The Australian government says agencies have made "good progress" toward enabling IPv6 by year end. However, Internet Society of Australia (ISOC-AU) President Narelle Clark said she has doubts that this will happen without a formal mandate like the one in the US.
“Agencies are expected to have their external facing ICT systems IPv6 capable by [the end of] December 2012,” said a spokeswoman for the the Australian Government Information Management Office.
“This is a target date and not mandatory. Agencies regularly report their progress and most are likely to achieve this date.”
The Australian government set the end-of-December 2012 goal in a 2008 paper, A Strategy for the Implementation of IPv6 in Government Agencies (PDF). The Strategy outlined a three-stage process to transition to IPv6 with target dates for each phase.
ISOC AU’s Clark is not quite as upbeat about the government’s movement to IPv6. “I'm not seeing a lot of progress,” she told Computerworld Australia. The team at AGIMO “have been very thorough and supportive. Sadly, their effectiveness has been low.”
To illustrate her point, Clark points to a survey of government agencies by Internet architect Mark Prior. Covered with red “FAIL” signs, the chart paints a more pessimistic picture of agencies’ adoption of IPv6.

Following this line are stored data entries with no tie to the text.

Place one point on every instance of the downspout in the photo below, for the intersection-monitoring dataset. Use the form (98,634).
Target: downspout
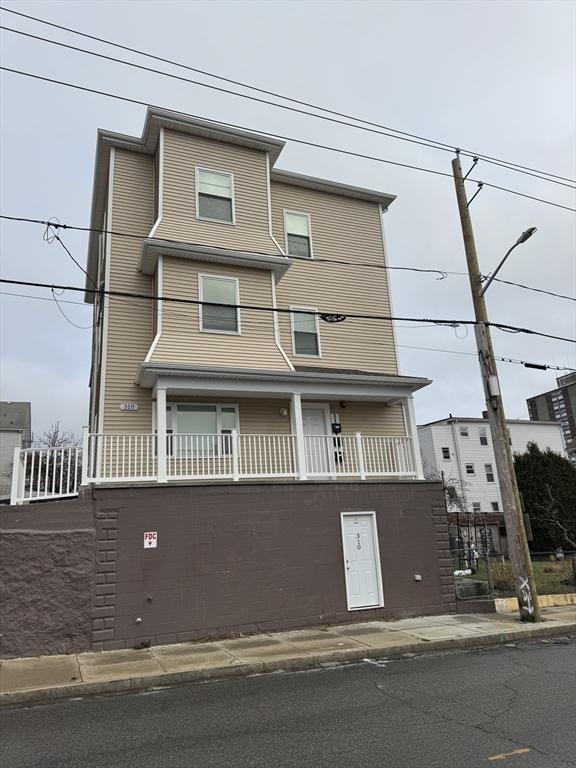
(272,275)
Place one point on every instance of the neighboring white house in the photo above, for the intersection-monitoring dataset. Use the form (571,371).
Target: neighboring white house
(462,449)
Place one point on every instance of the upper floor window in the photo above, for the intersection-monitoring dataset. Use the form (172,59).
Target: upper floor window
(298,238)
(214,195)
(223,291)
(305,333)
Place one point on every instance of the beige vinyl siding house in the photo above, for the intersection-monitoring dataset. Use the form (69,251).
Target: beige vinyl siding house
(222,392)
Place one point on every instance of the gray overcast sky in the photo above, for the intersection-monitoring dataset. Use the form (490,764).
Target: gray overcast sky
(496,77)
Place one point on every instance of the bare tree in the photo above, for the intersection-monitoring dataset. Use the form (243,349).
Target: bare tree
(55,437)
(550,514)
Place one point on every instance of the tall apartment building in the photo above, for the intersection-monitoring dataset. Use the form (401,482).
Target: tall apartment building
(558,405)
(461,448)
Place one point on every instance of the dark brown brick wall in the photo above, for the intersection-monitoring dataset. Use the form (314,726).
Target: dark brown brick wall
(248,558)
(230,559)
(46,578)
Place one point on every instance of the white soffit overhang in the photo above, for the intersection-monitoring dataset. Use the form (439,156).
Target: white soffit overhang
(152,249)
(253,383)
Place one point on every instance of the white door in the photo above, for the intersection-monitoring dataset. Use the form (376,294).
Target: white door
(318,444)
(361,560)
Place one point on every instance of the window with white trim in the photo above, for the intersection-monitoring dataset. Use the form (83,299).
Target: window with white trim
(223,291)
(214,195)
(201,429)
(298,238)
(305,333)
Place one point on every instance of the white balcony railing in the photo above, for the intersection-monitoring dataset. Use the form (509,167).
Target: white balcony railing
(110,458)
(44,474)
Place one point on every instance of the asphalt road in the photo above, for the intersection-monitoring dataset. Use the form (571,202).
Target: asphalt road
(513,707)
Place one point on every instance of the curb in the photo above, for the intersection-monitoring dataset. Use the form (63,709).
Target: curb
(296,664)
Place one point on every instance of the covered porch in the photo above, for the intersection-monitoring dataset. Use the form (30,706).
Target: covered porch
(221,425)
(217,424)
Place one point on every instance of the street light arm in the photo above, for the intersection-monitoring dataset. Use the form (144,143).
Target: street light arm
(498,268)
(522,239)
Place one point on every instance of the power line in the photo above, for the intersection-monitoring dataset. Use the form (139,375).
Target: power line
(536,290)
(327,315)
(261,101)
(442,272)
(402,135)
(547,366)
(51,234)
(316,145)
(543,366)
(65,316)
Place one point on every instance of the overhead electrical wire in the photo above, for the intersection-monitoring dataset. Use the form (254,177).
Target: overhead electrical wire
(303,142)
(442,272)
(546,366)
(327,315)
(384,130)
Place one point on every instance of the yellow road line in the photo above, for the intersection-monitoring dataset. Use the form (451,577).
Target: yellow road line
(504,755)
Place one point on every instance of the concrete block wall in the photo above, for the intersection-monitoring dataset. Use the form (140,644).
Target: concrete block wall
(231,559)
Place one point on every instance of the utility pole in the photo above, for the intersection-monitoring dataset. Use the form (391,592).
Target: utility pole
(517,545)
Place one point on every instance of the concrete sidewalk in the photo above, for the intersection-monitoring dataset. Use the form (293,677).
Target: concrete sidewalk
(55,677)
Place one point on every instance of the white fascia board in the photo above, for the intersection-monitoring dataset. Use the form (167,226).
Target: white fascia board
(152,249)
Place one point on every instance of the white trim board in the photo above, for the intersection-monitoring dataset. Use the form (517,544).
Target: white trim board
(106,302)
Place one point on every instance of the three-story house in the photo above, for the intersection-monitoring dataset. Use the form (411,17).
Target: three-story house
(196,384)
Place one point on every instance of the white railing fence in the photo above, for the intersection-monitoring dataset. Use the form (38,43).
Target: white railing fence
(45,473)
(358,456)
(108,458)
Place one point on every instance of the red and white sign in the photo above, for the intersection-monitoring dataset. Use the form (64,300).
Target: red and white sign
(150,539)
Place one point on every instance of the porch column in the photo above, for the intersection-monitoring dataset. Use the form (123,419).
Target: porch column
(298,430)
(161,435)
(410,419)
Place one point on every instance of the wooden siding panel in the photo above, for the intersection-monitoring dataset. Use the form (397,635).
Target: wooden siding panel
(130,322)
(181,340)
(347,229)
(182,154)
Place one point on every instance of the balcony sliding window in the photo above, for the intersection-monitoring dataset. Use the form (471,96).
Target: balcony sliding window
(202,430)
(223,291)
(305,333)
(214,195)
(298,238)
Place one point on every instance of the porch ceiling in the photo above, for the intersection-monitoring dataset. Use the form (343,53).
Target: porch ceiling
(195,380)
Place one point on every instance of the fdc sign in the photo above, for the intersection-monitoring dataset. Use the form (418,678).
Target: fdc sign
(150,539)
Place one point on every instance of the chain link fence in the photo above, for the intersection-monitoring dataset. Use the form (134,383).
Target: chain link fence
(554,573)
(480,574)
(471,568)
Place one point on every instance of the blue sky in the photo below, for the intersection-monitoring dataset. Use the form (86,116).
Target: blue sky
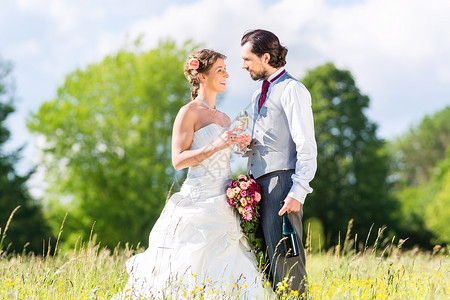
(397,50)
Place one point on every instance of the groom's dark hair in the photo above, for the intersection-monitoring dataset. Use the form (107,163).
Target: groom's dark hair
(264,41)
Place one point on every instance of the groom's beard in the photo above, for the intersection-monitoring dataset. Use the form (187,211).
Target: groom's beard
(257,76)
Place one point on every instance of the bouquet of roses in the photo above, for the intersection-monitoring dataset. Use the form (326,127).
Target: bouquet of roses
(244,194)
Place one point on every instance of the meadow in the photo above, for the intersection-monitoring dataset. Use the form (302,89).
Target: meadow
(90,271)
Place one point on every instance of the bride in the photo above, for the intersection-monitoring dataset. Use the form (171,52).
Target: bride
(196,248)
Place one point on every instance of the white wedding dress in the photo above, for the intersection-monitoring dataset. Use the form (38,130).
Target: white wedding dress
(196,248)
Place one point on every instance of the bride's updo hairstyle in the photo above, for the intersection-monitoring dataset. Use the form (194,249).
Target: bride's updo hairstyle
(199,62)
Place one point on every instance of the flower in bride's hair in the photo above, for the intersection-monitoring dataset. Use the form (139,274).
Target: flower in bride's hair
(257,196)
(193,63)
(230,193)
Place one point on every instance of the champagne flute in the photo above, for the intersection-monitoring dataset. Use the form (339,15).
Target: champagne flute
(241,122)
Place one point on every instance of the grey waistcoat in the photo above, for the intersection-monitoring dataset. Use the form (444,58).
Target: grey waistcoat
(272,146)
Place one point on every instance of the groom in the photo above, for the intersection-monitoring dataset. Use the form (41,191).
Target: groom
(283,151)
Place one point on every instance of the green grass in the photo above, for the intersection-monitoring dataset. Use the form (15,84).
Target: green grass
(91,272)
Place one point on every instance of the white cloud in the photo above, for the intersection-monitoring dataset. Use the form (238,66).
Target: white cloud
(396,49)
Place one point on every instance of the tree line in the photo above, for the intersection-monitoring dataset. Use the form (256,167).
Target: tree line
(107,158)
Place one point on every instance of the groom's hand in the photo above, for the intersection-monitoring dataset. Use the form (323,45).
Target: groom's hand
(290,205)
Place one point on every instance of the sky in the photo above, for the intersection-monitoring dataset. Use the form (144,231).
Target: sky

“I am more and more inclined towards a mandate” requiring Australian government agencies to adopt IPv6, Clark said.
An IPv6 mandate in the US ordered by the nation’s former CIO Vivek Kundra went into effect on 30 September. It requires all federal government agencies to make all public websites and email available on IPv6.

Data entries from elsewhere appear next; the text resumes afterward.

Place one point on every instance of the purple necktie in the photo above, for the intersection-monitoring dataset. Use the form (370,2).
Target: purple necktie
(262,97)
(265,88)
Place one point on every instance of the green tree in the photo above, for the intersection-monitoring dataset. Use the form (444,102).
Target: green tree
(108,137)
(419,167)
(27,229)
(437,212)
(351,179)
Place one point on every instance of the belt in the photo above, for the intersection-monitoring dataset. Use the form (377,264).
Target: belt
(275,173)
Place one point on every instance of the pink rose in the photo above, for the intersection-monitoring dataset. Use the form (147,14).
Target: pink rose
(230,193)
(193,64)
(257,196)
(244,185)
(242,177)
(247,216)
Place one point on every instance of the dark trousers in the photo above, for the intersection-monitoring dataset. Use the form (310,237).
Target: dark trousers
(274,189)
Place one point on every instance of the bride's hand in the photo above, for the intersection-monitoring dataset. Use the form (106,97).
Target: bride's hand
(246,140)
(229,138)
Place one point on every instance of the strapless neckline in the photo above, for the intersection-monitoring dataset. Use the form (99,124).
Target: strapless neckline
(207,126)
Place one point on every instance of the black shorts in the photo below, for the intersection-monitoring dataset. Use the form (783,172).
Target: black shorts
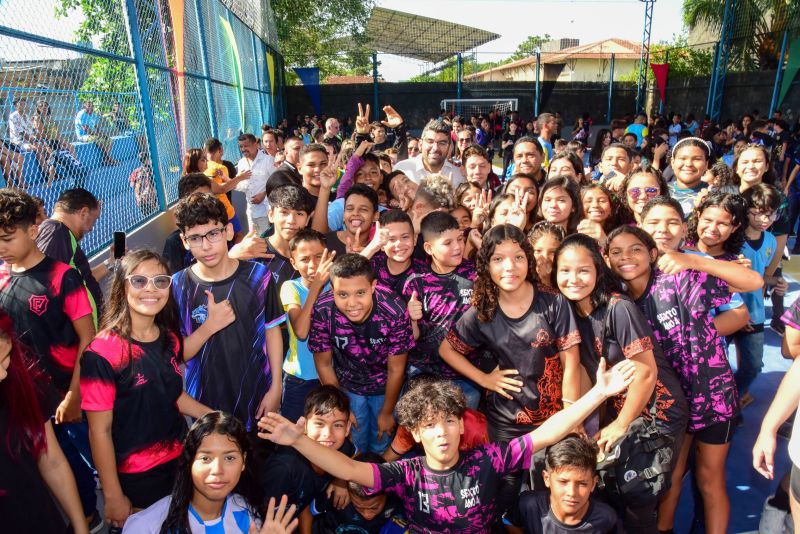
(717,434)
(143,489)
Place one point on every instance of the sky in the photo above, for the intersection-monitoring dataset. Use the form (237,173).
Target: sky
(515,20)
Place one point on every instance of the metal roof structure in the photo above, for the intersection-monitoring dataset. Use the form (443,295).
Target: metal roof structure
(423,38)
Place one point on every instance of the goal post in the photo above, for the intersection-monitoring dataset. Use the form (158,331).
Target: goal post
(467,107)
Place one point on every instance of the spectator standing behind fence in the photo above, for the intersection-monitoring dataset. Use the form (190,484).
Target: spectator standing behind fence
(88,130)
(23,136)
(261,166)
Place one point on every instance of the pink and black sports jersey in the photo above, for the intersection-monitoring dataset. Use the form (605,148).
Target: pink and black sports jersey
(678,309)
(530,344)
(140,383)
(460,499)
(628,335)
(43,302)
(445,298)
(395,282)
(361,351)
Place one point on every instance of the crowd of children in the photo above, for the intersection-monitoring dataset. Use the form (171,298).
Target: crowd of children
(401,339)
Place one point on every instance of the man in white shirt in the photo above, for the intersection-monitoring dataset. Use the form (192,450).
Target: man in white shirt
(254,188)
(435,146)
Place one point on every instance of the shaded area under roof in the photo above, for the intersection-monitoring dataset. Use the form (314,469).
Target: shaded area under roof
(423,38)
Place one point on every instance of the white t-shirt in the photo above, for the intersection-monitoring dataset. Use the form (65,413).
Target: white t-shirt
(235,519)
(262,167)
(415,170)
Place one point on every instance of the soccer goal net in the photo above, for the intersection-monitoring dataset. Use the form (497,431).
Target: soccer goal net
(467,107)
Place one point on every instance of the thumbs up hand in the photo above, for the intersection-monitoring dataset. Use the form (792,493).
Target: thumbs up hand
(220,314)
(414,307)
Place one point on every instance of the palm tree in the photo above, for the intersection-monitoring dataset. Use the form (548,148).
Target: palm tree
(758,27)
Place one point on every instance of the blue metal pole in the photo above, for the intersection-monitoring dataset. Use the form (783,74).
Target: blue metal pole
(610,87)
(144,97)
(459,73)
(536,98)
(375,110)
(257,55)
(661,103)
(779,74)
(201,33)
(713,78)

Even with a mandate, US agencies are still far from 100 per cent IPv6 enabled, according to numbers from the National Institute of Standards and Technology (NIST) dated 4 October. The chart shows that only about 20 per cent of domains have IPv6 enabled for Web. However, industry observers still say that’s good progress.
Clark said it’s “extremely important” to the IPv6 transition that government agencies commit to the new addressing scheme.
“With government adopting and providing services over IPv6 you more quickly get to economies of scale,” she said.
“You also stop more of the finger pointing, where the ISPs claim there is no need, because there is no content, and the content providers claim there is no one using it, therefore no need to provide content.”
“Unfortunately with the transition taking as long as it is we are stuck with NAT [network address translation] and will be for some time,” Clark said.
NAT is a process whereby IP address information of IP traffic is modified while in transit. “With NAT you get extra latency (ie delays in content delivery), mismatching of flows, more dropped flows, and more traffic unable to be set up in the first place. That means: missed pages, missed calls, and missed business/education/communication,” she said.
“Another issue with wider and wider implementation of NAT is that it provides a distorted network model — tromboning everyone's traffic through NAT boxes rather than over more optimum paths,” Clark said. “This results in more delay and bandwidth inefficiencies—congestion where you don't need it.”
IPv6 provides about 340 trillion IP addresses, compared to 4 billion addresses under IPv4. Exhaustion of IPv4 addresses has necessitated the transition. When it came to IPv6 adoption, Australia was behind Azerbaijan and many Asian countries going into World IPv6 Day this past June.